Thursday, July 19, 2012

Red Clay Halo





Day 20


My research on PEI last night was surreal. Though I obviously knew all about PEI mussels, I had no idea that this Province was named by Zagat as the second best foodie's destination in the world, and that this little spit of land in the Gulf of St. Lawrence is home to the Culinary Institute of Canada, and a major local food revolution. We have died and gone to heaven.

Since we're in the “big city” of Summerside, we spend the morning running some errands. When you're on a long trip like this, there is something novel, or comforting, about running errands. The whole ritual of writing out a list of what you need, pushing the buggy around and collecting everything feels good. Laundry is like that for me too; grounding and comforting.

It turns out that PEI, like our beloved home state of N.C., is made of red dirt. I think the consistency is maybe sandier than our red clay, but it's just as red. It was the first thing I saw when we came off the Confederation Bridge yesterday, red dirt. Apparently it's good for growing potatoes. After our errands, we ride north along the country roads toward Rustico where we plan to camp. There are endless fields of potatoes, scattered artists studios, fields blooming bright, happy-face yellow with some cover crop, and long misty coastlines. We pass the LM Montgomery birthplace, and other Anne-of-Green-Gables destinations. We agree that, so far, PEI looks and feels like equal parts N.C., Ohio, California, and Wyoming if you can picture that.

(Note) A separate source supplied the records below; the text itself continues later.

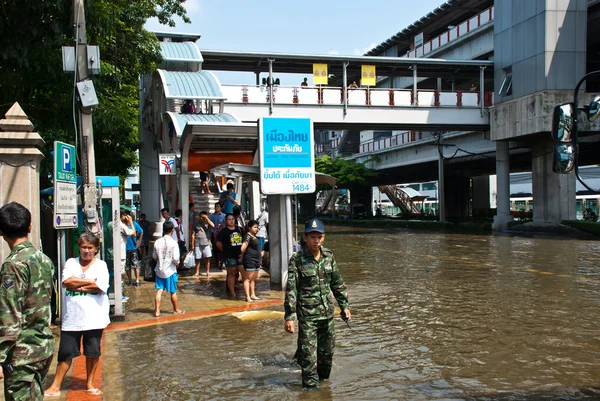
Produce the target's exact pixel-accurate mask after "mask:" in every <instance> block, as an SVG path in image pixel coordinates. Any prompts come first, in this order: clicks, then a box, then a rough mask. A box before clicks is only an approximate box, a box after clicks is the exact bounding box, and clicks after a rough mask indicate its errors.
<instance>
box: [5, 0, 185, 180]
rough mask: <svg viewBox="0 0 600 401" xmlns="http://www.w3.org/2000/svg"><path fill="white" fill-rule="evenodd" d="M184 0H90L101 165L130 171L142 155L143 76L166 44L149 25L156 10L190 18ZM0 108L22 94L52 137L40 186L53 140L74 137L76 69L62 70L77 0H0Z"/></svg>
mask: <svg viewBox="0 0 600 401" xmlns="http://www.w3.org/2000/svg"><path fill="white" fill-rule="evenodd" d="M184 3H185V0H136V1H131V0H94V1H89V0H88V1H85V13H86V16H85V17H86V29H87V43H88V44H94V45H97V46H99V47H100V56H101V69H102V72H101V75H99V76H94V77H93V80H94V86H95V89H96V92H97V95H98V100H99V107H98V108H97V110H96V112H95V113H94V115H93V121H94V147H95V153H96V173H97V174H98V175H118V176H121V177H123V176H126V175H127V171H128V169H129V168H130V167H133V166H134V165H135V164H136V163H137V158H136V153H135V151H136V149H137V148H138V145H139V140H138V109H139V94H138V80H139V76H140V75H141V74H143V73H146V72H149V71H152V70H154V69H155V68H156V63H157V62H159V60H160V53H159V50H160V47H159V43H158V40H157V38H156V36H155V35H154V34H153V33H151V32H148V31H146V30H145V29H144V24H145V23H146V21H147V20H148V19H150V18H157V19H158V21H159V22H160V23H162V24H165V25H169V26H175V21H174V19H173V18H174V17H175V16H179V17H180V18H181V19H182V20H183V21H184V22H190V21H189V19H188V17H187V15H186V10H185V8H184ZM0 18H1V20H2V23H0V114H1V115H4V114H5V113H6V111H7V110H8V109H9V108H10V107H11V106H12V104H13V103H14V102H19V104H20V105H21V107H22V108H23V110H24V111H25V113H26V114H27V115H28V117H29V119H30V120H31V121H32V122H33V124H34V127H35V128H36V130H37V131H38V132H39V133H40V135H41V136H42V138H43V139H44V140H45V141H46V147H45V149H44V153H45V155H46V158H44V160H43V161H42V176H41V178H42V186H47V185H49V182H48V181H47V180H46V177H47V173H48V172H49V171H52V158H51V157H49V154H50V153H49V152H50V151H51V150H52V147H53V143H54V141H55V140H60V141H64V142H68V143H72V144H74V143H75V142H76V138H75V128H74V127H75V123H74V121H73V119H74V117H73V115H74V110H73V91H74V77H73V74H72V73H68V74H67V73H64V72H63V71H62V55H61V46H73V44H74V41H75V37H74V35H75V32H74V29H73V21H74V16H73V1H72V0H56V1H17V0H0Z"/></svg>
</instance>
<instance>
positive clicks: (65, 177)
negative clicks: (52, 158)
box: [54, 141, 77, 182]
mask: <svg viewBox="0 0 600 401" xmlns="http://www.w3.org/2000/svg"><path fill="white" fill-rule="evenodd" d="M76 164H77V163H76V162H75V146H73V145H69V144H67V143H64V142H58V141H56V142H54V180H55V181H62V182H77V171H76Z"/></svg>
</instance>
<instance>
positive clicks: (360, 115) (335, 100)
mask: <svg viewBox="0 0 600 401" xmlns="http://www.w3.org/2000/svg"><path fill="white" fill-rule="evenodd" d="M221 92H222V95H223V98H225V100H224V105H223V109H222V111H223V112H226V113H228V114H231V115H234V116H236V117H237V118H238V120H239V121H240V122H246V123H254V122H256V120H258V119H259V118H260V117H264V116H271V117H306V116H310V118H311V119H312V121H313V123H314V124H315V128H317V129H356V130H361V129H364V130H369V129H371V130H372V129H395V130H403V129H404V130H423V131H426V130H427V131H438V130H442V131H458V130H460V131H467V130H469V131H488V130H489V116H488V113H487V112H485V111H484V110H483V107H489V106H490V105H491V98H492V94H491V93H489V92H485V93H484V96H483V99H482V98H481V94H480V93H478V92H462V91H454V92H442V91H436V90H419V91H417V92H416V96H415V94H414V92H413V91H412V90H402V89H385V88H384V89H379V88H378V89H370V88H359V89H347V93H346V99H344V96H343V89H342V88H341V87H323V88H319V87H300V86H298V87H290V86H274V87H272V88H271V87H269V86H264V85H263V86H255V85H222V86H221ZM482 102H483V105H482ZM482 106H483V107H482Z"/></svg>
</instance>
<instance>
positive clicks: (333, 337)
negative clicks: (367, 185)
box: [284, 247, 348, 387]
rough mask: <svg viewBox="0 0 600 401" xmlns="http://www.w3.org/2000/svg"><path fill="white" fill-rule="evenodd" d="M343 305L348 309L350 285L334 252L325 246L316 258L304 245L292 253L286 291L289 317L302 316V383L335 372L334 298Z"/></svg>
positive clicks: (299, 326)
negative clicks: (333, 357) (340, 270)
mask: <svg viewBox="0 0 600 401" xmlns="http://www.w3.org/2000/svg"><path fill="white" fill-rule="evenodd" d="M331 292H333V295H334V296H335V299H336V300H337V302H338V304H339V305H340V308H341V309H342V310H345V309H347V308H348V294H347V293H346V285H345V284H344V281H343V279H342V276H341V274H340V271H339V270H338V268H337V264H336V263H335V258H334V257H333V253H332V252H331V251H330V250H329V249H327V248H325V247H321V258H320V259H319V261H316V260H315V258H314V256H313V255H312V253H311V252H310V250H308V248H306V247H304V248H302V250H301V251H300V252H297V253H295V254H293V255H292V257H291V258H290V263H289V271H288V282H287V287H286V294H285V302H284V308H285V320H286V321H287V320H294V318H295V317H296V315H297V317H298V349H299V351H300V352H299V355H298V363H299V364H300V367H301V368H302V385H303V386H304V387H316V386H317V385H318V384H319V380H324V379H328V378H329V374H330V372H331V365H332V358H333V349H334V347H335V331H334V326H333V300H332V298H331Z"/></svg>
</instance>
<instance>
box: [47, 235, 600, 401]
mask: <svg viewBox="0 0 600 401" xmlns="http://www.w3.org/2000/svg"><path fill="white" fill-rule="evenodd" d="M326 229H327V234H326V240H325V246H327V247H329V248H331V249H332V250H333V251H334V254H335V256H336V259H337V261H338V265H339V266H340V269H341V271H342V274H343V276H344V278H345V281H346V283H347V285H348V290H349V294H350V301H351V307H352V317H353V320H352V329H348V328H347V327H346V326H345V325H343V324H342V322H341V320H339V319H337V321H336V329H337V348H336V355H335V356H334V368H333V372H332V376H331V380H330V381H329V382H326V383H324V384H323V385H322V386H321V389H320V390H319V391H317V392H306V391H302V389H301V382H300V372H299V369H298V367H297V366H296V365H295V364H294V363H293V362H292V361H291V357H292V355H293V353H294V350H295V343H296V337H295V336H291V335H288V334H286V333H285V332H284V331H283V320H282V317H281V311H282V310H283V308H282V306H281V300H282V298H283V294H282V293H280V292H274V291H269V290H268V288H267V282H266V281H264V282H261V283H260V284H259V287H258V295H259V296H261V297H263V300H264V302H265V305H264V307H263V308H261V309H260V310H259V311H258V312H256V313H241V314H240V313H235V312H240V311H244V310H245V309H247V308H248V307H249V306H248V305H247V304H246V303H245V302H243V301H242V299H243V298H241V295H240V300H233V301H229V300H226V299H225V298H224V296H222V295H221V291H222V281H221V280H222V278H221V277H215V278H211V279H210V281H208V280H207V279H206V278H202V279H200V280H198V279H191V278H183V279H182V280H181V281H180V284H181V287H182V293H183V294H182V296H181V298H180V299H181V304H182V306H183V307H184V308H186V309H187V310H188V312H190V313H188V314H187V316H186V315H183V316H181V318H180V317H175V316H173V317H168V314H167V313H163V316H167V317H165V318H159V319H153V318H150V312H148V313H147V314H146V313H145V308H149V310H151V304H150V302H149V301H145V300H144V299H146V298H151V294H152V293H153V291H152V289H151V286H150V284H144V286H142V289H141V290H138V289H128V291H140V293H139V295H138V296H137V298H139V299H138V300H137V301H136V302H137V303H136V302H134V303H132V307H133V309H132V311H131V316H130V317H129V318H128V320H129V321H127V322H124V323H117V324H114V325H112V326H110V327H109V329H108V330H107V331H106V334H105V337H104V345H103V347H104V348H103V356H102V374H101V377H102V389H103V391H104V397H103V399H106V400H236V399H244V400H270V399H274V400H296V399H301V400H312V399H323V400H389V399H396V400H435V399H453V400H585V399H589V400H592V399H599V398H600V390H598V389H597V388H598V387H600V358H599V356H600V355H599V352H600V340H599V338H600V330H599V323H598V322H600V308H599V306H600V305H599V303H600V267H599V262H600V242H595V241H582V240H571V239H564V238H558V237H550V236H538V237H515V236H488V235H465V234H448V233H426V232H420V231H418V232H414V231H413V232H411V231H407V230H403V229H388V228H386V229H364V228H359V229H357V228H351V227H327V228H326ZM146 294H147V295H146ZM132 296H134V295H133V294H132ZM165 301H166V300H165ZM146 304H148V305H147V306H145V305H146ZM165 305H167V306H168V302H165ZM200 305H203V306H200ZM210 305H214V307H211V308H212V309H211V308H208V309H206V308H207V307H210ZM257 306H259V305H252V306H251V307H257ZM194 308H195V309H194ZM202 308H205V309H204V310H201V309H202ZM165 312H166V311H165ZM78 359H81V361H80V362H83V359H82V358H78ZM52 373H53V371H52ZM49 379H51V377H50V378H49ZM71 381H72V385H73V384H77V383H78V382H80V380H79V379H77V378H76V377H74V378H72V380H71ZM63 391H64V392H65V393H67V391H66V388H65V389H63ZM74 391H75V390H72V392H73V394H75V393H74ZM70 393H71V392H70ZM65 396H66V395H65ZM73 399H82V398H73ZM94 399H98V397H96V398H94Z"/></svg>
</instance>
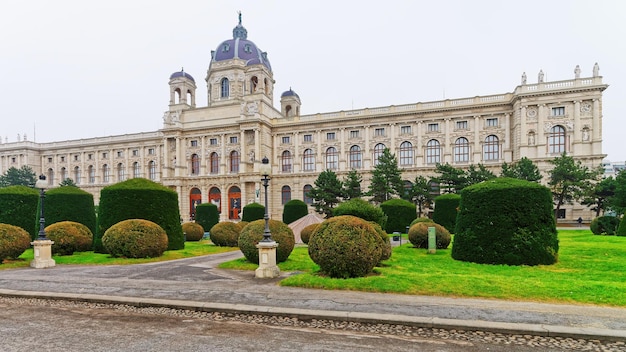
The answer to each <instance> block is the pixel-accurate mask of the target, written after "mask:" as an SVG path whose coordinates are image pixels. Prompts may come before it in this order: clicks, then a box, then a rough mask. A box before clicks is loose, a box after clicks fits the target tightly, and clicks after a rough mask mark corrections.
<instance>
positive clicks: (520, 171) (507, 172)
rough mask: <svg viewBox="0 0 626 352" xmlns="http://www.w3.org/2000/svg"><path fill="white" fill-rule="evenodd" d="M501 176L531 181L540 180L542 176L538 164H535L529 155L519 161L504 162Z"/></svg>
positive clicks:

Our campground is in South Rustico in Cymbria (koom-bria), a little community marked by a sweet little country store. It's in the center of PEI on the northern coast, officially called the Green Gables Shore. We decided to stay here at the Cymbria campground since it's fairly central, and they have a good weekly rate. We figure that since we got to have a week in Quebec, we should have a week in PEI. It's a bonus that PEI is only 170 miles long.

That, and we've also come to a hard, but predicted, decision. We are not going to make it to Newfoundland. The ferries are expensive, and though we still have well over a month left of our adventure, we don't have time. We're sort of disappointed, but also sort of excited that here, in the heart of our allotted time, we can slow down and enjoy ourselves a bit. We'd like to soak up some culture, maybe meet some people, instead of blasting through places. We'd like a vacation in the midst of our adventure. How's that for indulgence?

Once this decision was made, we spent the day settling in. Our campsite is beautiful and private. It feels like a deluxe outdoor hotel room. There is a pool that no one seems to use, so we lazed around that for awhile. We posted blogs. We unloaded the Girl completely, since we will be day tripping the rest of the week. We looked at our budget, both money and time.

Once we were finally starving, we drove a mile to the end of the road where there is a tiny country store. There, you can buy all manner of local produce, ADL (Amalgamated Dairy Limited, PEI) dairy products including hard scooped ice cream, fresh baked bread and meats produced on PEI and butchered in this shop and, of course, mussels. The shop has been here since 1927. The latest owner, Keith, came out to have a chat with us. His son is a 17 year old professional snare drummer with Celtic bands, Keith is a motorcycle enthusiast. Keith says that he's been all over, and that PEI is God's country, truly. I think I might agree.

While at the country store we have a little dinner on their bench. We watch neighbors come and go, all greeting us warmly. A bald eagle flies by in a hurry, it's getting dogged by a murder of crows. On the way home, we drive past our campground to see what's beyond it. We discover a fine furniture gallery, beautiful views of the bay, folks walking their dogs, and some other campgrounds. We watch an osprey fly overhead, clutching a fish. It's growing dark, so we head back since we have no headlight.

We stow our newly purchased and oh-so-local groceries in the campground fridge, and wave at all the folks sitting outside of their campers on the way to our site. It's been a wonderful day here on PEI, and we're looking forward to having at least six more.